Ultimately, Turtle Inn's most powerful draw is its location. There's some of the world's best diving and fishing right offshore. A half-hour boat ride away is the Monkey River, in a primeval jungle that's home to more than 50 species of birds, as well as colonies of howler monkeys, whose Jurassic Park-like roars belie their small size. Nearby Placencia gives a taste of the Caribbean circa 1968, with its hippie cafés and funky guesthouses. The ideal way to get to the village is on one of the resort's fleet of wildly painted retro bikes. It's those kinds of stylish details that are making Turtle Inn the talk of the region.
About 30 miles north of Turtle Inn, an unpaved road leads to another man's vision of paradise: Roberto Fabbri's 18-month-old Kanantik Reef & Jungle Resort. A labor of love for the Italian businessman, who had spent most of his life selling yachts, Kanantik is a compound of 25 modern Mayan huts that are the last word in rustic chic: thatched roofs, plank floors, handcrafted log furniture. Nearby is a small pool, a tower for bird and game spotting, and pavilions for the bar, dining, and reception areas. The rest of the land has been left wild. "Kanantik means 'to take care of' in Mayan, and that's what we want to do for our guests," says the tanned 62-year-old Fabbri, who pads about in bare feet and khaki shorts, hair slicked back, making sure that his dream runs flawlessly.
Fabbri came to Belize eight years ago and wound up spending six years building Kanantik. "I didn't even know what a nail was," he says. "But I learned everything, from plumbing to how to fix the telephone lines." Fabbri spared no expense, assembling an impressive collection of "toys," including a 42-foot high-tech Newton dive boat and a 32-foot Newton fishing boat.

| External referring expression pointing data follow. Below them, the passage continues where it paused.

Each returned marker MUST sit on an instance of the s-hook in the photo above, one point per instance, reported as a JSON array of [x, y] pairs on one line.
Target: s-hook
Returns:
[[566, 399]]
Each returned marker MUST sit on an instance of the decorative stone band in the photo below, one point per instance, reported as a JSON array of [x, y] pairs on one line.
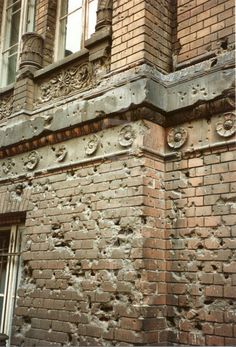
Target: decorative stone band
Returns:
[[65, 82], [108, 143], [32, 50]]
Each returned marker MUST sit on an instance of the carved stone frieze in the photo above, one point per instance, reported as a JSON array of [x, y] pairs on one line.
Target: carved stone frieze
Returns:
[[32, 50], [92, 145], [126, 136], [6, 105], [176, 137], [76, 150], [60, 153], [31, 161], [8, 165], [227, 125], [65, 82]]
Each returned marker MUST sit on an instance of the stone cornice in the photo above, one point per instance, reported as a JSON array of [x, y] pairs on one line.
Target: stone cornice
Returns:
[[141, 92]]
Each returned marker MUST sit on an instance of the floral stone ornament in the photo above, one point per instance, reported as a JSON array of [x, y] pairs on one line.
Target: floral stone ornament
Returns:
[[126, 136], [177, 137], [32, 161], [227, 126], [92, 145]]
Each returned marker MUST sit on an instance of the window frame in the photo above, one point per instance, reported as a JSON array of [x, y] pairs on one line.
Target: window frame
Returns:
[[5, 32], [84, 27], [12, 278]]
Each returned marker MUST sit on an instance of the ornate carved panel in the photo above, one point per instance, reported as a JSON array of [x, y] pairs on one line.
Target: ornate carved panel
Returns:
[[65, 82]]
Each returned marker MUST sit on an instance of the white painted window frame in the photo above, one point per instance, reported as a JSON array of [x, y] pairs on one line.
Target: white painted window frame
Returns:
[[12, 278], [84, 26], [5, 34]]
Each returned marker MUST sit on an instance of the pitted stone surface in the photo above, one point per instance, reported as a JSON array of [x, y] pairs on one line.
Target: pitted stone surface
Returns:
[[117, 94]]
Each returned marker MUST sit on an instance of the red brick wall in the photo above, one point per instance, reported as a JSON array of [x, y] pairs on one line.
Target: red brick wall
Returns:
[[204, 27], [201, 266], [142, 31]]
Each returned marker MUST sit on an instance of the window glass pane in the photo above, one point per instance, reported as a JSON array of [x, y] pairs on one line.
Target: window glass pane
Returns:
[[4, 245], [68, 6], [1, 308], [71, 30], [15, 4], [11, 68], [92, 17], [15, 26]]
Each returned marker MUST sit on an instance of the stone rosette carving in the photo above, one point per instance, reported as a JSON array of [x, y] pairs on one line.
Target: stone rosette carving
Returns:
[[92, 145], [65, 82], [6, 105], [7, 166], [31, 161], [61, 153], [227, 125], [126, 136], [177, 137]]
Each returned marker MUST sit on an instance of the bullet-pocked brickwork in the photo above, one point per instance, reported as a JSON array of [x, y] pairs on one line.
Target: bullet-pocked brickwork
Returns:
[[86, 244], [122, 177], [142, 31], [201, 263], [204, 28]]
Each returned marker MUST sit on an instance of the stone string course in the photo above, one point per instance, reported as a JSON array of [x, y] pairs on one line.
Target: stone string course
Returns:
[[124, 178]]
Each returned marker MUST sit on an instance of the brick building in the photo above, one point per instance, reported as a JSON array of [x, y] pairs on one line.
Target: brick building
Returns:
[[117, 180]]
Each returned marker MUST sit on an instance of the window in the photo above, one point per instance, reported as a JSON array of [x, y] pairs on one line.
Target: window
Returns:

With so many aquatic possibilities to choose from, travelers might easily miss one of Belize's greatest natural wonders: Cockscomb Basin Wildlife Sanctuary, just 10 miles from Kanantik's front gate. This 128,000-acre preserve is known for its resident population of some 80 jaguars. Most Kanantik guests are escorted there by Florencio Shal, a Belizean of Mayan descent. Like many staff members, Shal has been with Kanantik since the beginning, helping first to clear the land and then to build the resort. "Many people in Belize hire foreigners," Fabbri laments. "I want Belizeans to do the job." Fabbri is always looking for ways to incorporate native culture into the operation of the resort. Though the dinner menu is Mediterranean, lunch features regional specialties such as coconut soup and mashed plantains. And at least once a week, the bar's lounge music gives way to the drumming of a local Garifuna group. The Garifuna are descendants of African slaves and indigenous Carib Indians, and their distinctive music has evolved into something called punta-rock; Belizean groups like the Punta Rebels have achieved success on the world-music scene.
When Roberto Fabbri and his business partner came to Belize in 1995, they had millions of dollars to create Kanantik. When Mick and Lucy Fleming arrived in 1977, they had about $300. The young couple had heard that a parcel of land was available for homesteading in western Belize's mountainous Cayo District, near the Guatemalan border, and wound up leasing it for vegetable farming. At the time, neither had any idea that their back-to-the-land adventure would become one of Belize's most prestigious eco-resorts: the Lodge at Chaa Creek.